One thing, however, that surely does not cause problems is being raised by adoptive parents, Pertman emphasized. "Almost always what we're really talking about is what happened before the adoption."
One implication of that point is that the new study -- which drew upon adoptees in Minnesota who were interviewed as adolescents in the past five to 10 years, most of whom were adopted from Korea -- may have limited applicability to children adopted more recently or from different countries.
"Everyone wants to make generalizations," said Laurie C. Miller of the Tufts-New England Medical Center in Boston, "but it is hard to extrapolate." Indeed, she said, international adoptees often have their own varieties of psychological baggage linked to the circumstances of adoption in their home countries.
Korean adoptees, for example, were in many cases fathered by American service members. "That's a whole different sociopolitical background than the Chinese girls who are put up for adoption just because they are daughters," Miller said. That, in turn, is different "than in other countries where there is extreme poverty and perhaps a very loving family but where the poverty is so extreme that they cannot afford having another mouth to feed."
The new study also says nothing about whether the kinds of behavioral issues documented in adolescent adoptees will persist beyond adolescence.
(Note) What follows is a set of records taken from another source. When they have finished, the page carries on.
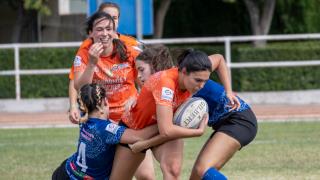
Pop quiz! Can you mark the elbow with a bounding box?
[159,129,173,139]
[74,81,80,91]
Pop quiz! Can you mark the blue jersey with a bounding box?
[193,80,250,126]
[66,118,126,179]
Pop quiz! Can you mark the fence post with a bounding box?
[14,44,21,101]
[224,37,232,88]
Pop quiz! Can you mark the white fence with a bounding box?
[0,34,320,100]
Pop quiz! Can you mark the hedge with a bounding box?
[0,41,320,99]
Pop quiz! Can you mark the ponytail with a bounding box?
[77,84,106,123]
[177,49,212,73]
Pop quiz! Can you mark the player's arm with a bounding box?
[74,43,103,89]
[69,79,80,124]
[156,104,205,140]
[120,124,158,144]
[209,54,240,110]
[129,112,208,153]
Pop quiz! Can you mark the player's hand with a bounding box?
[69,107,80,124]
[129,141,147,153]
[198,113,209,135]
[89,42,103,65]
[124,97,137,114]
[227,92,241,112]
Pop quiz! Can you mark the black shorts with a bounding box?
[52,159,70,180]
[119,121,149,153]
[210,109,258,148]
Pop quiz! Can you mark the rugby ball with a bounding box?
[173,97,209,129]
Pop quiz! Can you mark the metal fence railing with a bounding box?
[0,34,320,100]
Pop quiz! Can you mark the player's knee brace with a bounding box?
[202,168,227,180]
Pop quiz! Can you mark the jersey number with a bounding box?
[77,142,88,172]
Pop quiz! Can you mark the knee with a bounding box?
[160,161,181,178]
[134,171,156,180]
[193,163,223,177]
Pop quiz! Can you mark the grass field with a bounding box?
[0,122,320,180]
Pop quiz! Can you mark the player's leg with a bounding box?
[109,145,145,180]
[190,109,257,179]
[190,132,241,180]
[152,139,183,180]
[134,150,156,180]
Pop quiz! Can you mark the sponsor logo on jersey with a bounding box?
[111,63,130,71]
[106,123,119,134]
[73,56,82,67]
[161,87,173,101]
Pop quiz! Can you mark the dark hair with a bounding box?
[177,49,212,73]
[136,45,174,73]
[98,2,120,17]
[77,84,106,123]
[86,11,128,62]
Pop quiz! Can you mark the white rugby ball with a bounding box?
[173,97,209,129]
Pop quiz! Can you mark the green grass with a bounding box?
[0,122,320,180]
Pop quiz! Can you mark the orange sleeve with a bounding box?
[73,49,88,73]
[69,65,74,80]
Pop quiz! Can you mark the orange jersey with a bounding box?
[69,34,139,80]
[73,41,139,121]
[122,68,191,129]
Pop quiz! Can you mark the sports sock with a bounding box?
[202,168,227,180]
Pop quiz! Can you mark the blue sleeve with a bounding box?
[105,121,126,144]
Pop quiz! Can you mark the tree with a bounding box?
[244,0,276,47]
[153,0,171,38]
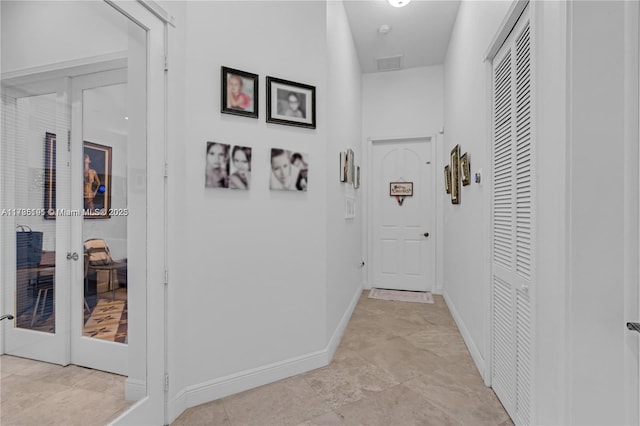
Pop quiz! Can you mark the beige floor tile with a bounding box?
[74,370,127,397]
[407,327,469,357]
[0,355,62,377]
[222,376,331,426]
[169,291,512,426]
[0,374,69,414]
[304,351,399,408]
[336,385,457,426]
[39,365,94,386]
[298,411,344,426]
[3,388,128,426]
[172,400,231,426]
[360,337,443,383]
[0,355,132,426]
[404,371,508,425]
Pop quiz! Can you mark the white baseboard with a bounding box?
[169,287,362,422]
[169,349,329,422]
[326,285,362,362]
[442,290,484,380]
[124,378,147,401]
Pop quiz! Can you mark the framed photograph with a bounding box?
[83,141,112,219]
[204,142,231,188]
[444,164,451,194]
[451,145,460,204]
[269,148,309,191]
[389,182,413,197]
[220,67,258,118]
[460,152,471,186]
[229,145,251,190]
[267,77,316,129]
[340,151,347,182]
[44,132,56,219]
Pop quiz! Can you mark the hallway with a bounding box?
[173,291,512,426]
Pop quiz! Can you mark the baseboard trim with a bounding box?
[442,290,484,380]
[124,378,147,401]
[169,286,362,422]
[326,285,362,362]
[169,349,329,422]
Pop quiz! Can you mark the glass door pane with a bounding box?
[0,78,70,364]
[82,81,129,344]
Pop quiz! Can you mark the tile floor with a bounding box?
[0,355,133,426]
[0,291,512,426]
[173,291,513,426]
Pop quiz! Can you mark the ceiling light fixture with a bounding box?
[378,24,391,35]
[387,0,411,7]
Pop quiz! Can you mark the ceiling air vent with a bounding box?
[376,55,402,71]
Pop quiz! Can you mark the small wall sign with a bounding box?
[389,182,413,197]
[389,182,413,206]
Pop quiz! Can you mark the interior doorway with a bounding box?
[369,137,436,291]
[0,2,147,375]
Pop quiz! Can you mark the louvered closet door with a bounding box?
[492,8,533,424]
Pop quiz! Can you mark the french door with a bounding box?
[0,2,147,375]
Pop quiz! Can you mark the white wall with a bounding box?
[567,1,638,425]
[1,1,128,73]
[169,1,336,417]
[443,1,511,374]
[362,65,444,139]
[326,1,366,345]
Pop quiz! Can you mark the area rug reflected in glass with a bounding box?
[369,288,433,303]
[82,299,128,343]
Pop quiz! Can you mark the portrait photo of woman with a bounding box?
[220,67,258,118]
[204,142,229,188]
[229,145,251,189]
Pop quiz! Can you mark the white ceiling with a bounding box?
[344,0,460,73]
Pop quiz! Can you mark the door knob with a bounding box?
[67,251,78,260]
[627,322,640,333]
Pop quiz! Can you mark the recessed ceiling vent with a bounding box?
[376,55,402,71]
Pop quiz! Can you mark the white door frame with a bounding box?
[0,0,173,425]
[362,135,443,294]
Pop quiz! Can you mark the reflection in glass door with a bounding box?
[0,79,70,364]
[0,1,148,377]
[72,69,134,373]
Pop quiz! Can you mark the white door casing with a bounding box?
[371,138,435,291]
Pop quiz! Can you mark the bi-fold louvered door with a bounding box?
[491,4,534,424]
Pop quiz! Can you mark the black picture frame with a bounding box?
[267,76,316,129]
[220,66,259,118]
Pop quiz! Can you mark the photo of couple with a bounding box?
[269,148,309,191]
[204,142,251,190]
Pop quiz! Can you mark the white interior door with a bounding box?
[0,78,70,365]
[0,2,148,375]
[71,68,131,375]
[372,138,435,291]
[491,8,535,424]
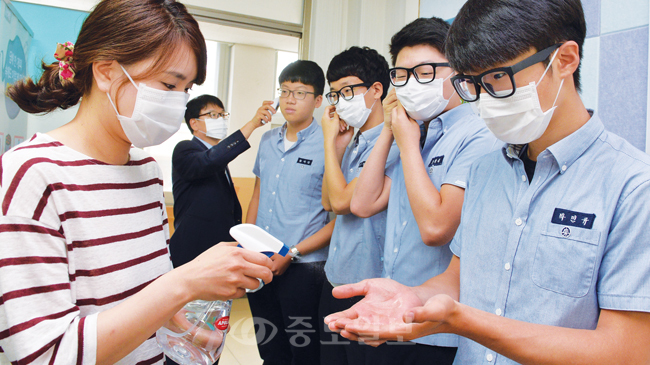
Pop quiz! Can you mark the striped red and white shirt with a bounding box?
[0,134,171,364]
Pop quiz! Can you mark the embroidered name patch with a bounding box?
[551,208,596,229]
[429,155,445,167]
[298,157,314,166]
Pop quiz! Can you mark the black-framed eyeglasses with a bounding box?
[388,62,450,87]
[325,82,372,105]
[278,88,316,100]
[451,43,562,102]
[199,112,230,119]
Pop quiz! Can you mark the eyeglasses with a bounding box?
[325,82,372,105]
[451,43,562,102]
[388,62,450,87]
[278,89,316,100]
[199,112,230,119]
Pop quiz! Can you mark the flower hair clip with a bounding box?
[54,42,75,83]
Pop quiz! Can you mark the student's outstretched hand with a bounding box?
[381,89,398,130]
[321,105,354,156]
[169,242,273,301]
[325,279,426,346]
[392,101,420,150]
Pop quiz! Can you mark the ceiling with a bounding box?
[14,0,304,52]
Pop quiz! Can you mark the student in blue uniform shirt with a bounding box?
[320,47,398,365]
[169,95,272,267]
[327,0,650,364]
[352,18,497,364]
[247,60,334,364]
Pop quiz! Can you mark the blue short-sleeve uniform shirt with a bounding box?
[325,123,399,285]
[383,104,494,346]
[253,119,329,263]
[451,112,650,365]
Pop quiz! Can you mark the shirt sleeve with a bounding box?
[0,216,97,364]
[449,156,478,257]
[253,132,269,177]
[596,181,650,312]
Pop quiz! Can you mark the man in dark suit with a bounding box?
[169,95,275,267]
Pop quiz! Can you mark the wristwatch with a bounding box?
[289,246,302,261]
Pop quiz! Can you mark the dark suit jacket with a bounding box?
[169,131,250,267]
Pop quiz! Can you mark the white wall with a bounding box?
[181,0,304,24]
[226,44,276,177]
[308,0,419,120]
[19,0,304,24]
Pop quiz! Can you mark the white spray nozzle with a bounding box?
[230,223,289,257]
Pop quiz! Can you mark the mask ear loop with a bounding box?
[442,70,456,101]
[106,65,138,116]
[536,49,564,109]
[537,49,559,85]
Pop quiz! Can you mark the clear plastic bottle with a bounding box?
[156,300,232,365]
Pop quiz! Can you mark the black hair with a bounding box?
[278,60,325,96]
[327,47,390,100]
[389,17,449,66]
[185,94,224,133]
[445,0,587,91]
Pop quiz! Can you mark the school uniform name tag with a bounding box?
[551,208,596,229]
[298,157,314,166]
[429,155,445,167]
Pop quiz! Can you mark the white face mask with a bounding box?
[395,72,456,121]
[478,51,564,144]
[336,89,377,128]
[199,117,228,139]
[106,65,190,148]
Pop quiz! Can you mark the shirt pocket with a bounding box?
[531,223,600,298]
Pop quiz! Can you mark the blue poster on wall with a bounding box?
[2,36,27,119]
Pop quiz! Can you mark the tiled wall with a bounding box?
[420,0,650,151]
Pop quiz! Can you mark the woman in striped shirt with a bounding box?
[0,0,272,364]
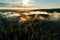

"This is just a snapshot of one stage of life," McGue said. "The problems may go away, or they may amplify. We really don't know."
McGue plans to follow the subjects of the study for several years to help answer that question.
One message that would be wrong to take home from studies of adolescent adoptees is that counseling is evidence of failure, experts said.
"I would argue that if you're not giving these kids some mental health support, then you're continuing the abuse and neglect that led them to be in foster care in the first place," Pertman said.
Indeed, said Pavao of Family Connections, adoptees and their rearing parents need not wait until problems arise to justify an occasional heart-to-heart with a counselor or other professional.
"Sometimes you just need to have a little check-in to see what's going on in your family," Pavao said. "Think of it as the 50,000-mile checkup."